Time Out says
Naomi Watts is magnetic as a mum trying to put her life back together in this heart-tugging true story
Sometimes it’s the simplest images that stand out. There’s a forlornly affecting moment in director Glendyn Ivin’s Penguin Bloom that sees his fellow Aussie Naomi Watts slowly but surely nudge a honey jar off her kitchen workbench. Playing real-life Sydneysider Sam Bloom, the neuroscience nurse and mother of three young boys found her blissful life on the city’s northern beaches shattered by a terrible accident while on holiday in Thailand.
The oozing amber contents on the tiled kitchen floor of course mirror her picking up the pieces after that fateful plunge. The metaphor echoes outwards when the boys return home with an injured magpie they call ‘Penguin’. Soon, their feathered friend finds itself stuck in the upturned contents of another broken jar.
Initially resistant, Sam finds herself caring for the wounded animal during their great spells at home alone together. You’d be forgiven for fearing that their symbiotic recovery process might be a little too schmaltzy. But it’s a credit to Watts’s performance and Ivin’s understated direction that this woozy vision of emotional and physical healing sings.

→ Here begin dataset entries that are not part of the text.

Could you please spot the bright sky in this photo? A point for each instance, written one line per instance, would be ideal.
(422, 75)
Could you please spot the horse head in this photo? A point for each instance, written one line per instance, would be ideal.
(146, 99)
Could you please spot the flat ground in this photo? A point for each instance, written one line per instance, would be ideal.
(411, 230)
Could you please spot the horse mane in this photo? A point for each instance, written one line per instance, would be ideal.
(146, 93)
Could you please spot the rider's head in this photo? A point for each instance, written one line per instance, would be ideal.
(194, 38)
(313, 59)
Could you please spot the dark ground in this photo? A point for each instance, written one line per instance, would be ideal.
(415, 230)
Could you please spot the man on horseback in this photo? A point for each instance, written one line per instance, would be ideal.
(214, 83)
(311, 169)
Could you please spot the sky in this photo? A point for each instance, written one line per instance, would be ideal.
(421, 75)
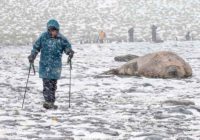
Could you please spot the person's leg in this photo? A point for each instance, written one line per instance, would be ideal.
(49, 89)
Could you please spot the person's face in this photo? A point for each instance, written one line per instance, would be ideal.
(53, 33)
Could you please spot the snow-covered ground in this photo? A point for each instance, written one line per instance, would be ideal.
(102, 107)
(21, 21)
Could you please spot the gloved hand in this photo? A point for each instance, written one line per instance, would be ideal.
(71, 54)
(31, 58)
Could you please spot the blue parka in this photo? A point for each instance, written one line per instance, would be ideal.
(51, 49)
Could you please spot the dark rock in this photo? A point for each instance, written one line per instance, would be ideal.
(179, 102)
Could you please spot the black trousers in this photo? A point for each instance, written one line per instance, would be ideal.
(49, 89)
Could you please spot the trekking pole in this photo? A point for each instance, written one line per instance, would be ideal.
(70, 78)
(31, 64)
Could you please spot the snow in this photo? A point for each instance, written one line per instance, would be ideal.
(105, 108)
(21, 21)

Adapted from the memoir co-written by her husband Cameron (here played by The Walking Dead’s Andrew Lincoln) and TV presenter Bradley Trevor Greive, Penguin Bloom focuses on Sam’s complex emotional response. She’s on record saying this isn’t inspiration porn, because she wishes every day that the accident had never happened. Instead, it’s about how you reconcile yourself with the new normal. Held firmly in her perspective, that comes right down to cinematographer Sam Chiplin’s wheelchair-height camera angles. The DP dreamily captures this Australian idyll.

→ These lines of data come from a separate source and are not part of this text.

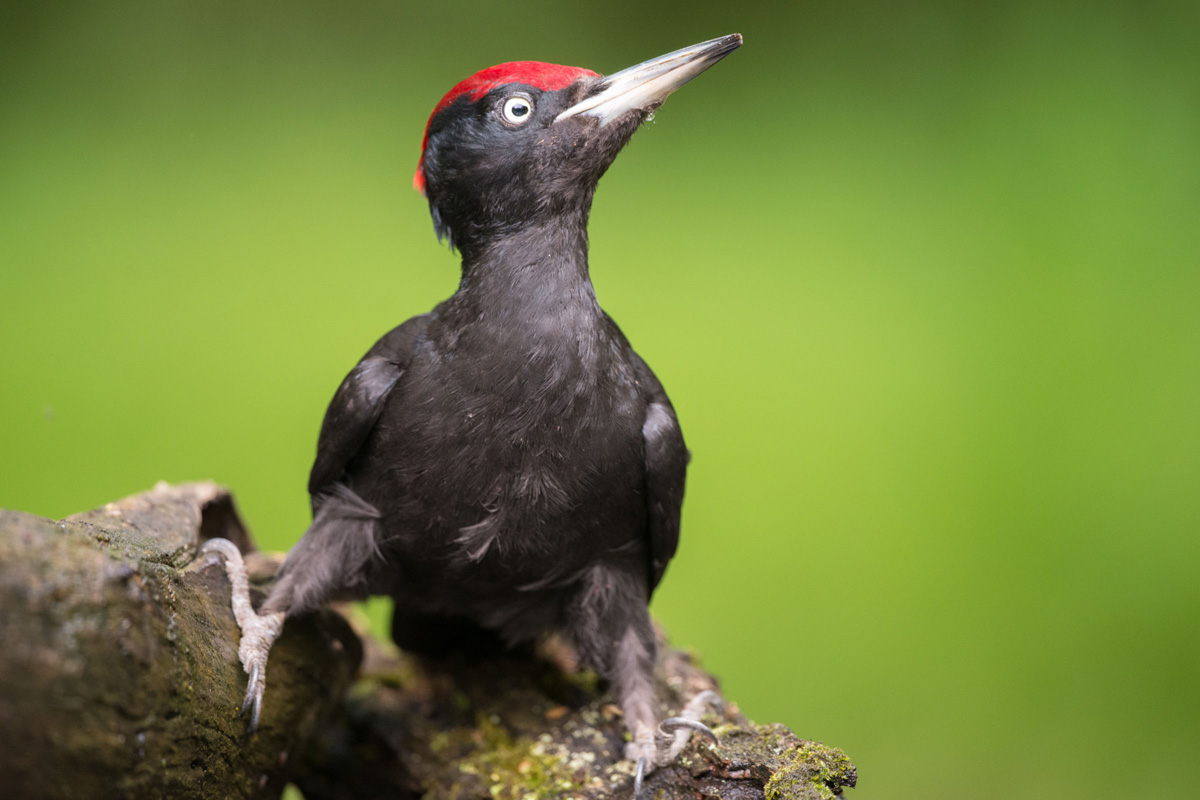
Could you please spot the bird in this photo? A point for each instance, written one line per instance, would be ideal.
(507, 465)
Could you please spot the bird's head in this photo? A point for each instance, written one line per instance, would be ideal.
(525, 140)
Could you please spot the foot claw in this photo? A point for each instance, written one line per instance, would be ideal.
(673, 725)
(258, 631)
(640, 777)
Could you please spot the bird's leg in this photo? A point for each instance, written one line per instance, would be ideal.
(654, 745)
(258, 632)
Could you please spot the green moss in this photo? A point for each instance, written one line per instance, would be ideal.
(516, 769)
(813, 770)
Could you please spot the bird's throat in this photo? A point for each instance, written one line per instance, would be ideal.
(534, 275)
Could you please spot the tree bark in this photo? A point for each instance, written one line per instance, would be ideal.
(119, 677)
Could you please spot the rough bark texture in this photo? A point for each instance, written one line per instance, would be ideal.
(119, 677)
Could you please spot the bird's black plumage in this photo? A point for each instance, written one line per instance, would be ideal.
(507, 463)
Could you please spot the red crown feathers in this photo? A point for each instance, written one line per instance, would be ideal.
(546, 77)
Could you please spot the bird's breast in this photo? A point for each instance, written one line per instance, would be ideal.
(519, 459)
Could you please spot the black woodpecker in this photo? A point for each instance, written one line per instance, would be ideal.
(507, 465)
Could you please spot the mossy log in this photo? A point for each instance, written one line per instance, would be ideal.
(119, 677)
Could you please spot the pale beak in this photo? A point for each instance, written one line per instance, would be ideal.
(645, 86)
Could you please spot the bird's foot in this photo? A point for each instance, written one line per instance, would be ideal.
(651, 750)
(258, 632)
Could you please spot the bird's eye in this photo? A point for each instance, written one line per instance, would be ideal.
(517, 109)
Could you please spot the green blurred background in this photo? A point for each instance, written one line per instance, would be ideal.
(922, 280)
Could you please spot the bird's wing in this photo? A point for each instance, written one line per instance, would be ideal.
(359, 402)
(666, 465)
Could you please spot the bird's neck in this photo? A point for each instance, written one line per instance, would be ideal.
(539, 271)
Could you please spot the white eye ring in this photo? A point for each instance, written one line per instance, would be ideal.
(517, 109)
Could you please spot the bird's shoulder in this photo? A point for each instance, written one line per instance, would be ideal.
(360, 400)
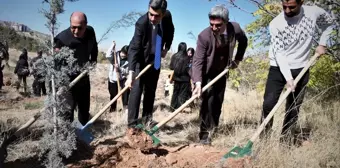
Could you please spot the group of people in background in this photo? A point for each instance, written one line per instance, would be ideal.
(291, 40)
(25, 68)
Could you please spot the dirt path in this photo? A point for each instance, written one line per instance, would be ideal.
(16, 109)
(119, 154)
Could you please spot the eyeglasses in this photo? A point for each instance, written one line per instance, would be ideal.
(76, 27)
(217, 25)
(155, 15)
(290, 7)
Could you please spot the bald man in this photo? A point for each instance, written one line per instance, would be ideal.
(82, 39)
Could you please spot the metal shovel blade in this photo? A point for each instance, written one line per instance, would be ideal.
(238, 152)
(83, 134)
(155, 140)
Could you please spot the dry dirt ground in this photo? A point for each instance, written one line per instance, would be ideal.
(110, 149)
(318, 124)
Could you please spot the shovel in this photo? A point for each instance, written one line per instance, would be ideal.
(239, 152)
(82, 133)
(13, 137)
(153, 130)
(120, 100)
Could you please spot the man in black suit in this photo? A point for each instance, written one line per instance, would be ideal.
(81, 38)
(154, 32)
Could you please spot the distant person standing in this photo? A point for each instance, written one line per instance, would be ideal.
(214, 52)
(22, 70)
(82, 39)
(122, 67)
(39, 79)
(191, 53)
(180, 65)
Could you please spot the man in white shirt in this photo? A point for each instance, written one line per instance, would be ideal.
(291, 41)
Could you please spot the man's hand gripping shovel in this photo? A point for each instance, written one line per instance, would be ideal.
(238, 151)
(82, 133)
(153, 130)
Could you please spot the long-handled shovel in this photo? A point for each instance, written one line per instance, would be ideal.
(82, 132)
(17, 133)
(237, 151)
(120, 99)
(153, 130)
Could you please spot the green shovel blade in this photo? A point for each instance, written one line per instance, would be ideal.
(155, 140)
(238, 151)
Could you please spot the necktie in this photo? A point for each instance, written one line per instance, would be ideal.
(158, 48)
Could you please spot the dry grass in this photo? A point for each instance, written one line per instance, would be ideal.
(239, 120)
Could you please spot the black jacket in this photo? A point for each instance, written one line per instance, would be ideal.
(140, 44)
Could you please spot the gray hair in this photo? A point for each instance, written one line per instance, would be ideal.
(158, 4)
(219, 12)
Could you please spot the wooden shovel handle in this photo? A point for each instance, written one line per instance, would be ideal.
(94, 118)
(177, 111)
(282, 99)
(117, 75)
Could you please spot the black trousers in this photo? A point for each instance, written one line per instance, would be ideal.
(211, 106)
(181, 93)
(1, 78)
(79, 96)
(147, 84)
(113, 90)
(274, 86)
(38, 86)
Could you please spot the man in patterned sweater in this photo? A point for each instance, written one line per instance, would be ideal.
(291, 41)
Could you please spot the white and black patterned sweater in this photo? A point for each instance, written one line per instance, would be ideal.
(291, 38)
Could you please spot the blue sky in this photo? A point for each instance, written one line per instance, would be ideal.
(188, 15)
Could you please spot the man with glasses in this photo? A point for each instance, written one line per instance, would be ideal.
(154, 32)
(291, 41)
(82, 39)
(214, 51)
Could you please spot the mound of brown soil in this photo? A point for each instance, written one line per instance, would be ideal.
(121, 155)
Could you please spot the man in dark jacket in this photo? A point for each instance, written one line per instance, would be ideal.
(154, 32)
(21, 69)
(214, 52)
(39, 80)
(82, 39)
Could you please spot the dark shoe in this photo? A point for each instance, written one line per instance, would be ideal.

There is an almost fairytale quality to the story, and a warm-hearted family feel to its account of an adult’s painful journey aided by a chirping counterpart. It’s the sort of movie you can take your grandparents to. It also makes room for small but perfectly formed appearances by Watt’s fellow Australian luminary Jacki Weaver, and Hunt for the Wilderpeople star Rachel House. But for all their deftly delivered turns, you’d guess the all-star cast would be spewing at the cadre of maggies standing in for Penguin. Scene stealers, the lot of them.